But this is wrong headed thinking. You are taking a specific conditional circumstance and showing how it does not apply to all humanity. But, Perception is not a specific conditional circumstance, it is the universal experience of mankind. As a universal, it can be universally in error. It would be a monumental achievement of you to show how a universal thing such as perception could not conceivably be a false experience. I don’t think you can prove that.
A man coming into contact with proof of something or other in this world would indeed, as you imply, be forced to accept the absolute truth of the matter. Man would no longer have a real choice in judging this or that to be right. The matter would be decided for him, and those who rebel against such proof would be considered madmen, detached from reality. The amazing thing is that you say that you have proof and have risen above skeptics and the religious alike. You quote, “for the sake of both the mystic and the skeptic, it’s best that their doctrines operate in the shadows, away from proof, for that is how faith and doubt thrive. To do otherwise and expose them to the shining light of reason, would cause them both to implode and, thereby, give away the game.” But the mystic and the skeptic understand reason, which is purported lately to be the only way of knowing everything, can only take them so far and no further. Through the shining light of reason they have not found proof. So, how is it that you can claim proof when no one else can? It’s by claiming perception cannot possibly be in error. But, let’s examine this a bit more.
You say that the basis of all man’s knowledge is the perceptual stage. From that basis we form concepts which allow us to state propositions which then may or may not be used to form a certain knowledge. So, you have a hierarchical series of percepts to concepts to propositions to knowledge.
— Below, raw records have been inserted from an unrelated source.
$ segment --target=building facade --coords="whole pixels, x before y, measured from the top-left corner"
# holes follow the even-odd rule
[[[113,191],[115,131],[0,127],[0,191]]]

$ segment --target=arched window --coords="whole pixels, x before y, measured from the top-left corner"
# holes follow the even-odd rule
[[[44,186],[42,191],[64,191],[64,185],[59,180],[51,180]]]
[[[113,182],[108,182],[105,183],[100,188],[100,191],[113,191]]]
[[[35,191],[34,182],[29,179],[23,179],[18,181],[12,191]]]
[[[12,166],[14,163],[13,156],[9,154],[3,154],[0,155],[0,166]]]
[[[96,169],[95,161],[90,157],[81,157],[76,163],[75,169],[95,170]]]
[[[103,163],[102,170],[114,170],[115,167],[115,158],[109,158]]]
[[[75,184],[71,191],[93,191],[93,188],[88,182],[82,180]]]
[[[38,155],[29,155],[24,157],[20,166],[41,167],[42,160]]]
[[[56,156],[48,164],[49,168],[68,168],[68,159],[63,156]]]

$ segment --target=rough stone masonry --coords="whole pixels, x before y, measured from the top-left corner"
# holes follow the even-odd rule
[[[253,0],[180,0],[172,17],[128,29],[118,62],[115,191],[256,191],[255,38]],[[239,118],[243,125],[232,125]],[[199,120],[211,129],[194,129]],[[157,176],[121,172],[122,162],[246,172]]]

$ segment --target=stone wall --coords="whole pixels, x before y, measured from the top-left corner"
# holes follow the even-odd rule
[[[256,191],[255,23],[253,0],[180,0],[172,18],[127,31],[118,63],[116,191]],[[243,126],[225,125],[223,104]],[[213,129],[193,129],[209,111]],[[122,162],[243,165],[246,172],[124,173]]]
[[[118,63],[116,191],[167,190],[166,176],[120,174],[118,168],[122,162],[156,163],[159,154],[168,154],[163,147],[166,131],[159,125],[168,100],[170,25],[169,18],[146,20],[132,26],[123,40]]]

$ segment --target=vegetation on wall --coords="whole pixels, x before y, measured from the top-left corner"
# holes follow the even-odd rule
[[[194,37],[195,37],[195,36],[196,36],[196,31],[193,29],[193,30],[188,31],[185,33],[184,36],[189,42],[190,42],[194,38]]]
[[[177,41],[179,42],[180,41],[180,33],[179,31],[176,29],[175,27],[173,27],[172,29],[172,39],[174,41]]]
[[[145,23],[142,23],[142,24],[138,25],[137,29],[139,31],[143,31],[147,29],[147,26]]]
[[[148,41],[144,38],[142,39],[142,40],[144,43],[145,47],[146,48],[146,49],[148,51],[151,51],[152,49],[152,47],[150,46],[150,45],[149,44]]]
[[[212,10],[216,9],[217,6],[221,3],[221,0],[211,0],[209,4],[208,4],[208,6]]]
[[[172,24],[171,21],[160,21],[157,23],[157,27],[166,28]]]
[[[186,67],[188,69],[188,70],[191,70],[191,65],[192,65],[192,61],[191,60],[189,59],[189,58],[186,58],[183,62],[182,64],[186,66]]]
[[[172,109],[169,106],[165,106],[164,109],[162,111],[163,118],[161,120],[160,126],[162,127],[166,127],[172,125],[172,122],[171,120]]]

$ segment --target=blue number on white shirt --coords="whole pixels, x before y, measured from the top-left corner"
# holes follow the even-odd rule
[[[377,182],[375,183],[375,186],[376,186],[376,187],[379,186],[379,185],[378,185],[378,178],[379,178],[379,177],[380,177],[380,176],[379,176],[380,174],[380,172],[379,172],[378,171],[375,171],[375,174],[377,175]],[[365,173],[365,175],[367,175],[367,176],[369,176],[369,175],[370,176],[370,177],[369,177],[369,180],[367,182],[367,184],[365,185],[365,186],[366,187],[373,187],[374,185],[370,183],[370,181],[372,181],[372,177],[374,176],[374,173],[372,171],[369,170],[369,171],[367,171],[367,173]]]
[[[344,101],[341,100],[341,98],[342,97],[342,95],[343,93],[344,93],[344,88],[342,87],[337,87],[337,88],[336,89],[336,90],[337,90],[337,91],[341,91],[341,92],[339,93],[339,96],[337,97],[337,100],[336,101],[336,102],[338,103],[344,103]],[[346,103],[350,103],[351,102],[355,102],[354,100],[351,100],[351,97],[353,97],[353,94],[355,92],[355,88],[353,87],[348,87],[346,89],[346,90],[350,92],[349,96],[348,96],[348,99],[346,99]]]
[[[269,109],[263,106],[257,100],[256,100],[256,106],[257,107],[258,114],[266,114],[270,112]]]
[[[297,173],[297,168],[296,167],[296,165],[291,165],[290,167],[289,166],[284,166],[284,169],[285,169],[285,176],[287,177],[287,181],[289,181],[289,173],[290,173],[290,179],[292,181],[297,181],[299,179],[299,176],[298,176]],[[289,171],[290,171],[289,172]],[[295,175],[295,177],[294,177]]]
Each member in the series is supported by the previous member and this series is able to stand on its own because the base is infallible. In other words, we are not allowed to ask, “what supports the first member in the series, the perceptual stage?” We are asked to believe it stands on its own, that it is infallible. It’s a bit like saying, “No one may do anything (including asking for permission) without asking for permission.” But, what’s really going on here?
Imagine a small number of circus performers underneath a big top. Their act consists of standing on each other’s shoulders. The second person stands on the first, the third stands on the second and so on until the last member stands on the top. What’s amazing about this act is that the first performer does not stand on anything else. The second member all the way to the topmost member do not worry about this because the top member has told them that the first member is fully capable of holding them all up without anything holding him up. Each member in the series is supported by another member and they are able somehow to stand on their own. The first member supports himself. It’s quite an amazing act.
Such is the case with your hierarchy that brings you certain knowledge. But, your act gets a bit weirder. The last member of your series is certain of this proposition, “Any “error” or “uncertainty” at the perceptual stage [first member] would be an impossibility” and has caused all the members of the circus act to bend in such a way so the hands of the last member can grab the feet of the first member thereby validating the infallibility of the first member. They have formed a circle. Now the act is even more amazing because it is still suspended in mid air. It supports itself. But just like all other acts in the circus, it is not to be believed, only wondered at.
The mystic and the skeptic both recognize the circular quality of such philosophies. The mystics find some philosophies that can be made straight and ground them upon a transcendent foundation: faith in God. The skeptics reject all philosophies that are circular and are forever trying to search for or invent philosophies that aren’t. But in this way, they are like restless nomads going from unsatisfying tent to unsatisfying tent. They begin to rest when they rest upon foundations which they cannot see. And it is in this way that all Christians feel that their real home lies in another country of which their senses cannot testify.